Ys Origin: Análisis Switch. Aroma a vieja escuela

Un juego que ha viajado en el tiempo desde su lanzamiento original en 2006 a nuestros días, y que a pesar de ello sigue siendo igual de divertido y adictivo

700 años antes de los acontecimientos de Ys I & II, el reino de Ys estaba al borde de la destrucción. Las hordas de demonios obligaron a las reinantes Diosas gemelas y a sus súbditos a huir de la superficie. Con sus poderes divinos, las Diosas elevaron el santuario de Solomon y sus inmediaciones hacia los cielos, salvando así a gran parte de los humanos. Sin embargo, los obcecados demonios erigieron una colosal torre con tal de darles caza. El enfrentamiento que tuvo lugar por doquier inició su ascenso para un segundo asalto por todo lo alto. Y un día, entre la confusión y el caos, las Diosas desaparecieron de Ys sin dejar rastro alguno. Tan solo quedaba un lugar al que pudiesen haber ido: la torre del Demonio. Se envió a un grupo de reconocimiento formado por caballeros y hechiceros a la superfície, con la esperanza de recuperar a las deidades fugitivas. Entre sus filas se encontraban Yunica Tovah, aprendiz de caballera, y Hugo Fact, un afligido hechicero.

Deberíamos empezar diciendo que Ys Origin es un juego viejo. Muy viejo. Puede que en Occidente no nos parezca tan antiguo porque a nosotros nos llegó en 2012 para PCs, mientras que la PS4 y Vita lo pusieron a la venta en 2017. Sin embargo, este título salió para el mercado japonés a finales de 2006, y eso es algo que se nota en muchos aspectos del juego, que tampoco han recibido ningún tipo de pulido para ponerlo al día.

Esto no significa que Ys Origin sea un mal juego. Los múltiples ports y relanzamientos para consolas modernas de títulos antiguos demuestran que si hay oferta es porque hay demanda, y, dentro del pequeño nicho que la saga Ys tiene para sí, siempre hay demanda de nuevos títulos. Y es que esta es una saga que nos presenta con un estilo de juego frenético en el que debemos machacar botones y movernos a toda prisa para derrotar a las hordas de enemigos que se nos vienen encima, pero siempre con cabeza, pues ciertos combates, especialmente contra los jefes de cada sección, necesitan de mucha estrategia si queremos sobrevivir a ellos. Esto, combinado con una banda sonora que combina el metal con arreglos de violines, ha dado un toque muy característico a la saga.
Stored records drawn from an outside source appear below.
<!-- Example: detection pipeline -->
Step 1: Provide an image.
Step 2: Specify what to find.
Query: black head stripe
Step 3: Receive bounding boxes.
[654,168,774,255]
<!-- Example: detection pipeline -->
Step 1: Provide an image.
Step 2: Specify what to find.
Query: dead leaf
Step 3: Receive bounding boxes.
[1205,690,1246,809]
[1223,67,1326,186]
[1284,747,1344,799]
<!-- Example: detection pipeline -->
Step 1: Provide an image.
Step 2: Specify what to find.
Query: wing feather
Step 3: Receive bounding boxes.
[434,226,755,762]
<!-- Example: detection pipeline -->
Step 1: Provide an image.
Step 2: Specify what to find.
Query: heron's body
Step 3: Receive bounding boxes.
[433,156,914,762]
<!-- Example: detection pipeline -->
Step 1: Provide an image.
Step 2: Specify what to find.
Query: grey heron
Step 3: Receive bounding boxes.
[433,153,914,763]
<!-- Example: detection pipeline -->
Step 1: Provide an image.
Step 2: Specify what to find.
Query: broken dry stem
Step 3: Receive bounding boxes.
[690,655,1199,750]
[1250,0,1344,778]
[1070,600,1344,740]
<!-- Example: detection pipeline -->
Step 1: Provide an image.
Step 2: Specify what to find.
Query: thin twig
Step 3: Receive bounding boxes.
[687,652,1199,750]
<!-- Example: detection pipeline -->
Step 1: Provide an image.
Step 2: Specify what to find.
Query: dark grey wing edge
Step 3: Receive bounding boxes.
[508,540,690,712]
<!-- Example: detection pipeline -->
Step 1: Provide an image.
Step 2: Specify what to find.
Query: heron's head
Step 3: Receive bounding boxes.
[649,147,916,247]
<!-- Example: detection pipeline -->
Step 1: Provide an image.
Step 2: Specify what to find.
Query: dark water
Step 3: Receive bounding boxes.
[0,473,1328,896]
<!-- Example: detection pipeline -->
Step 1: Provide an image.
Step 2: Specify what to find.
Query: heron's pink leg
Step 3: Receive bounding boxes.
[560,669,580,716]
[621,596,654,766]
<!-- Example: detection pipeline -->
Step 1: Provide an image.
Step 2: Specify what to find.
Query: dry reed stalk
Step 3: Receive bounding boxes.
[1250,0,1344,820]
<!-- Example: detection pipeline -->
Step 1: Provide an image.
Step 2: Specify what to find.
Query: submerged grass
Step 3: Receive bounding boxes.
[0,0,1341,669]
No obstante, Ys Origin es una excepción con respecto a su franquicia en muchos aspectos, como veremos a continuación.

Historia

La trama nos sitúa 700 años antes de los hechos de Ys I & II, el primer título de la saga, y pretende ahondar en el lore de lo que vimos en la primera aventura del espadachín Adol. De hecho, este es el único título de toda la franquicia en el que no controlaremos al guerrero pelirrojo: en su lugar elegiremos entre Yunica Tovah, una joven aprendiz de caballero armada con un hacha, y Hugo Fact, un hechicero que usa su magia para derrotar a sus enemigos. Una vez hemos completado la historia de cada uno, se nos abrirá un tercer camino, el de la Garra.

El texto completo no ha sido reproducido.